After introducing query aggregator, our architecture looked like this:

We released our mongo query aggregator on github. You can access it here To install it, simply run

pip install moquag

on your system

Caching layer before MongoDB

As you may have noticed till now: MongoDB has been continually the weak point all along. That is expected, since MongoDB is a busy system: on the one hand it is ingesting data in realtime, on the other hand it is being queried by dozens of other subsystems. Thus, a large part of the effort is around reducing the laod to MongoDB. We have done a lot of work around reducing the readread query workload of MongoDB, but that is a separate topic.

A few months after the previous change, as the ingestion rate and query rate increased again we started having the kafka lag problems again: at times, consumer would be behind the producer by as much as a few hours. Incidence of such problems rose from infrequent (once every four weeks) to mildly frequent (once a week). At the time of large read queries, the ingestion system would be too slow and it would take a lot of time for data to reach from kafka to MongoDB.

Fortunately, we had a weapon to attack this problem. That weapon is the CS engineers' favorite weapon: Caching.

We realized that a lot of data that we were getting was repeated data. For a given user, we got his profile information as many times as he did some action. The profile information that we got contained information like the name, email or the city of the user. This information tends to change very slowly, but we wrote it to MongoDB repeatedly. To reduce the query rate to MongoDB, we put an aerospike cache in front of MongoDB. As we write some information to MongoDB, we also wrote it to aerospike. However, before writing info to MongoDB, we checked in aerospike if the same information was present already. If yes, we did not bother to write the information in MongoDB. This optimization reduced the MongoDB queries by around 60%.

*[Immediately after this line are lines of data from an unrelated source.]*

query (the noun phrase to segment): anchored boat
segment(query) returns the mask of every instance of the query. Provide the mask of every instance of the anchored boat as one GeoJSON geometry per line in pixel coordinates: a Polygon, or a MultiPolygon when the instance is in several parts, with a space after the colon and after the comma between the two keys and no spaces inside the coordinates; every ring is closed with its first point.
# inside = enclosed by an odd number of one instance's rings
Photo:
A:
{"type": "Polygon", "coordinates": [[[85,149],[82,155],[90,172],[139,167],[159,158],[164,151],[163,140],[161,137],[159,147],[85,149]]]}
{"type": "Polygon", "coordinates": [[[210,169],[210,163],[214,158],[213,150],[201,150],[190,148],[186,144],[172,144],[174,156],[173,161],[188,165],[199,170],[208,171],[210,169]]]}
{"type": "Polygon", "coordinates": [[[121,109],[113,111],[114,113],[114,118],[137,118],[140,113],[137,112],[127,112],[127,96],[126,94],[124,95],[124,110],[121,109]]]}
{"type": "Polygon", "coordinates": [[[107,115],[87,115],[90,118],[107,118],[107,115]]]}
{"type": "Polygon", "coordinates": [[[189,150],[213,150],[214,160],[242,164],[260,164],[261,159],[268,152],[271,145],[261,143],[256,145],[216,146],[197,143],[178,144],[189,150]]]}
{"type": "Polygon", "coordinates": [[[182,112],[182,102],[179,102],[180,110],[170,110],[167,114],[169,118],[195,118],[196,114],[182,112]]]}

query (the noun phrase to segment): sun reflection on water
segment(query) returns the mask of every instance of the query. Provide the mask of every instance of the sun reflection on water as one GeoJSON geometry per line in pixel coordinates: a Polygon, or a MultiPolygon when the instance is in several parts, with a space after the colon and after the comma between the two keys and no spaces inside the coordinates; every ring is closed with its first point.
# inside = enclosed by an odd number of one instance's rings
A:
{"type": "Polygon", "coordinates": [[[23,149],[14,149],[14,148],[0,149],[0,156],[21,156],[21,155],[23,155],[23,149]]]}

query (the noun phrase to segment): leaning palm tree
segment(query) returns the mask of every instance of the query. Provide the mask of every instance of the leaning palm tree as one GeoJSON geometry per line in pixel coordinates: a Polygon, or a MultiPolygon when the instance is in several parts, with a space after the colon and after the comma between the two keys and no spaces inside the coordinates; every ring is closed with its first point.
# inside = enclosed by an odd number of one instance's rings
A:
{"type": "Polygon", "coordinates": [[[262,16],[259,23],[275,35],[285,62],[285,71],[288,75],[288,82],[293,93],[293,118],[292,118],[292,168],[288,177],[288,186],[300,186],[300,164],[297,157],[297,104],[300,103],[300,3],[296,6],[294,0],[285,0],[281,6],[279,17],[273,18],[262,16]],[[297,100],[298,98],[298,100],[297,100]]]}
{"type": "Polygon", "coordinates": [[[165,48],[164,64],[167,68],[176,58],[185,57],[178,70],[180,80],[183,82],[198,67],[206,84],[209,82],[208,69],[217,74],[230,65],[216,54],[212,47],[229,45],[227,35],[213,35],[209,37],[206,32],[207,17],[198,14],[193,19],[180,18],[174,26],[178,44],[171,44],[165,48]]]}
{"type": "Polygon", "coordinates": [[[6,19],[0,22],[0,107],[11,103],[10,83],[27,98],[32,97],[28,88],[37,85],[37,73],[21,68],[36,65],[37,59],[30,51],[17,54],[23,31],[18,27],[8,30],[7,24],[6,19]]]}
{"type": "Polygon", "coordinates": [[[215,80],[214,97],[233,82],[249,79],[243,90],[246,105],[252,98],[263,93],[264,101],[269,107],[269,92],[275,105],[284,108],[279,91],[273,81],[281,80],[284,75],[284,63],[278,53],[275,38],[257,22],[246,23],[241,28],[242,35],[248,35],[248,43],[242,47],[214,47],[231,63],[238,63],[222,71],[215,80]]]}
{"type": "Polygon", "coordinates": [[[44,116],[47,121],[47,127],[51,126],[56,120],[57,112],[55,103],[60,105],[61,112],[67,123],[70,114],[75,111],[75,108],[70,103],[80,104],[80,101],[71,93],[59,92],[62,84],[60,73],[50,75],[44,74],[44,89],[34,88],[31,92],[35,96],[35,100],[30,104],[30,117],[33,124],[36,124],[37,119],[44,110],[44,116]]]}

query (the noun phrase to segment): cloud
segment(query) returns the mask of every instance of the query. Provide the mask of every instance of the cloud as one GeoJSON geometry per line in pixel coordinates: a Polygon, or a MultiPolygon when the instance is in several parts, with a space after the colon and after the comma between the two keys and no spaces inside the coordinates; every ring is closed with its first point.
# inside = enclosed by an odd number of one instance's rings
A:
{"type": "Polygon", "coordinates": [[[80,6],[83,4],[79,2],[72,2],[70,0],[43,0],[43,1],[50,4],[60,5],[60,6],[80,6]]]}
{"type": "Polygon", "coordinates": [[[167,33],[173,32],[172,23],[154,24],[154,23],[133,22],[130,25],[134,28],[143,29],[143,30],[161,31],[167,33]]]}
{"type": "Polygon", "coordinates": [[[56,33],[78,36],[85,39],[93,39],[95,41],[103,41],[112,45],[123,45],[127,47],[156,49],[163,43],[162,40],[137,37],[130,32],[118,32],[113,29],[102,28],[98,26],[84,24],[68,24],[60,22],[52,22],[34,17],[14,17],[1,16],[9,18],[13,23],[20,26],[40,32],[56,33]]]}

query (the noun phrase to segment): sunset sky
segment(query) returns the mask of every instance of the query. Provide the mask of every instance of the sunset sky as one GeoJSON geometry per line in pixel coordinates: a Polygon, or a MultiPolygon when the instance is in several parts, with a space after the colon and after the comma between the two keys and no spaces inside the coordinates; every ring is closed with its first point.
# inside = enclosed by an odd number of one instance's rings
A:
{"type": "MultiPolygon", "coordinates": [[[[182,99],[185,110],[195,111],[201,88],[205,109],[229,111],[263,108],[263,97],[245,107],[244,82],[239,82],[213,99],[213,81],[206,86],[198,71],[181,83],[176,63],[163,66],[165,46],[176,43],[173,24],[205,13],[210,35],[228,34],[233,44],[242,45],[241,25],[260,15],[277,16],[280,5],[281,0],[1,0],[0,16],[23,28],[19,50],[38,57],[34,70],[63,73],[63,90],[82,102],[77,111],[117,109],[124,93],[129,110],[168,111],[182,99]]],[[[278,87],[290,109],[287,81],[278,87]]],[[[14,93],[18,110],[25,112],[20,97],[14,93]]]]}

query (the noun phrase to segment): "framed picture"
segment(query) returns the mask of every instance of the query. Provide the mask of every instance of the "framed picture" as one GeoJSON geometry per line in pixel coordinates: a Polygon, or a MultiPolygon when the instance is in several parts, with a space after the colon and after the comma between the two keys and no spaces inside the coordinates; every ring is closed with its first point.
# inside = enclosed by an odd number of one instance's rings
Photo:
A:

Along the way we also realized that not all data is equal. For some types of data it was important to get it to MongoDB as soon as possible. Other type of data could wait. Thus, we started from putting data in two different queues from the producer. When there was delay in getting data to Mongo, we could shutdown the consumption of lower priority queue, thus ensuring that high priority data reaches mongo on time. Once the peak traffic was over, we would start consuming the lower priority queue.

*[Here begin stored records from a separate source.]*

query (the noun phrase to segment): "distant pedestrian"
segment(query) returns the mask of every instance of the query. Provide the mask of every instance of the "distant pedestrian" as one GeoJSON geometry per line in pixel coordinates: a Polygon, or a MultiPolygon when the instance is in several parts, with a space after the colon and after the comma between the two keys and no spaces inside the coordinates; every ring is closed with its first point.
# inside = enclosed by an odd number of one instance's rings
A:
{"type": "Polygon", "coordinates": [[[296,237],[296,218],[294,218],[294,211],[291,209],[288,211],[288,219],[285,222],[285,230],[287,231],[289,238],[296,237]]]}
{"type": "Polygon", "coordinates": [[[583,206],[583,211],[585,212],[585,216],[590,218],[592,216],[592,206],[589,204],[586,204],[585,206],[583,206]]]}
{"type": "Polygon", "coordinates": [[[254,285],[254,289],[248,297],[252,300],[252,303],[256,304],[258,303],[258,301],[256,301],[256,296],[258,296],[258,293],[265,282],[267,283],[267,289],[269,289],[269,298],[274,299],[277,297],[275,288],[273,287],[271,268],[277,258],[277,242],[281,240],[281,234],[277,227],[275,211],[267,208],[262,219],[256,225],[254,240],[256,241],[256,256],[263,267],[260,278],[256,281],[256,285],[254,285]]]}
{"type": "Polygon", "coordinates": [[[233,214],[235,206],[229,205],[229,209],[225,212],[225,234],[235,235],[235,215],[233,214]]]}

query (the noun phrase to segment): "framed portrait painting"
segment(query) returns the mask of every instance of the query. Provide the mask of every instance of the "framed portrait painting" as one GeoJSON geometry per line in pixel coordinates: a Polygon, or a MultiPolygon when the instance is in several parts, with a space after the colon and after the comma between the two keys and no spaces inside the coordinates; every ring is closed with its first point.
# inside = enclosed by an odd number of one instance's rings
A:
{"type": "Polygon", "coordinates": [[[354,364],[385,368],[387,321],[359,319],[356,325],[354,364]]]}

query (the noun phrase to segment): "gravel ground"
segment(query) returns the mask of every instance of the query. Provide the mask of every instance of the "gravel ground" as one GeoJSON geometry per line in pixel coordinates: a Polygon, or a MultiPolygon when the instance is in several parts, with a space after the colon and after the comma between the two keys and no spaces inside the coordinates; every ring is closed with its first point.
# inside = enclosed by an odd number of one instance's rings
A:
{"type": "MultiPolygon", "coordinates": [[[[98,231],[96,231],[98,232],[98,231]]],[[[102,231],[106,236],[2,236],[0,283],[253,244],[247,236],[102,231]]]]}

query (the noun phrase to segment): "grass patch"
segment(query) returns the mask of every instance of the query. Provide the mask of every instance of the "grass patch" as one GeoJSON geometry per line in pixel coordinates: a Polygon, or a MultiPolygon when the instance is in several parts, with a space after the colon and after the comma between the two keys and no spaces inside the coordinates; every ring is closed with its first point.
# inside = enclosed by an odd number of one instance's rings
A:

This is data ingestion story till now. Our system continues to evolve.

Upcoming action items and problems to be resolved

Following are some action items we can take up in future to further optimize our data ingestion system

Use auto scaling: Boot more web server machines during heavy load and shut them down during low load. With AWS supporting per second pricing rather than hourly pricing, this idea will be even more effective.
Currently, our Jetty server does some preliminary validation on the incoming data, and post this validation, puts the message in the kafka queue. In the interest of lower latencies, we can put the POST body directly on the kafka queue (without validation). The consumer can take care of validaton and reject the message if it fails validation. Further, if the only job of web server is to put the POST body to a queue, do we need Jetty for that? Can we have an nginx module to do that? If that is possible, our web server will be even more efficient and low latency.
While most of the requests have response times of <2ms, averge respones times of our servers are >10ms. The reason is that some requests arbitrarily take a large amount of time. We have not yet been able to figure why is that so.

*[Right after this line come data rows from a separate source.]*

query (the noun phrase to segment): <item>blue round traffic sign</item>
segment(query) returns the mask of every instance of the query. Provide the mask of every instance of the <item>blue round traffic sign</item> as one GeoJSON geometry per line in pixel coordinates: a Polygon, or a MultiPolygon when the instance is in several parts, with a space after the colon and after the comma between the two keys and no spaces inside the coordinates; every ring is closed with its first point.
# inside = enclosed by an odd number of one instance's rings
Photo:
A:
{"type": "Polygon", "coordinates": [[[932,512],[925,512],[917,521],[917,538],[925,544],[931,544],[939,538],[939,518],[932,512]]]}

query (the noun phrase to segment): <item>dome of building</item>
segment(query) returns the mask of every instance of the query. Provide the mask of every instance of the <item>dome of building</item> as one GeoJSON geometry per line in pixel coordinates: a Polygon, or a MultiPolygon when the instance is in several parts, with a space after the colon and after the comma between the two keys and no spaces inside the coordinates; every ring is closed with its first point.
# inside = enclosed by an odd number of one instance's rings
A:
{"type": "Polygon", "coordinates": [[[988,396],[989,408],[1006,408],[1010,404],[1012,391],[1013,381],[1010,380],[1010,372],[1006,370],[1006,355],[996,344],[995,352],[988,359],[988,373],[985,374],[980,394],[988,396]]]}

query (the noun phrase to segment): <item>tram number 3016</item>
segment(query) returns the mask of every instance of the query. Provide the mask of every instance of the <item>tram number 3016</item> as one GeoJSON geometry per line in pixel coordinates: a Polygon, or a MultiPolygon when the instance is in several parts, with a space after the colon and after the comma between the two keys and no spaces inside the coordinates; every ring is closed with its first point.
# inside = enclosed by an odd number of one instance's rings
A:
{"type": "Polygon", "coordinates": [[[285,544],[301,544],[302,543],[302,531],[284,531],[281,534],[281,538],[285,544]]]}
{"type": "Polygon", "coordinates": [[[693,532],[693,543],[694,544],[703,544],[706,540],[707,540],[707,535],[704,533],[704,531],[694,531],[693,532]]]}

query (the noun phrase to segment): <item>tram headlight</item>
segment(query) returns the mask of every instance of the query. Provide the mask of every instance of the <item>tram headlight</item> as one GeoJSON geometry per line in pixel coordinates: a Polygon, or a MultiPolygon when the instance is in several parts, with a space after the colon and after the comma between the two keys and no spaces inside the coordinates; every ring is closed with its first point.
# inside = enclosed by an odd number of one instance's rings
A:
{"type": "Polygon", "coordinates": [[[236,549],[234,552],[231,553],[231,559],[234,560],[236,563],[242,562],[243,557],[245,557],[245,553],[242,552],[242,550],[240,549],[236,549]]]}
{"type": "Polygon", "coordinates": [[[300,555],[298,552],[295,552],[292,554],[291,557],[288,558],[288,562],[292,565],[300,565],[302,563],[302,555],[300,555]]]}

Data ingestion system began with a simple 30 line django code, and by now it has expanded to thousands of lines of code, with multiple systems running on various machines. When we began we did not know how the system will evolve, and we did not try to predict the problems that would happen. However, we kept our eyes and ears open and solved the problem as they came.

Footnotes
1. Yes, I know MongoDB can lose data. I know I should use MySQL. Thanks for your concern.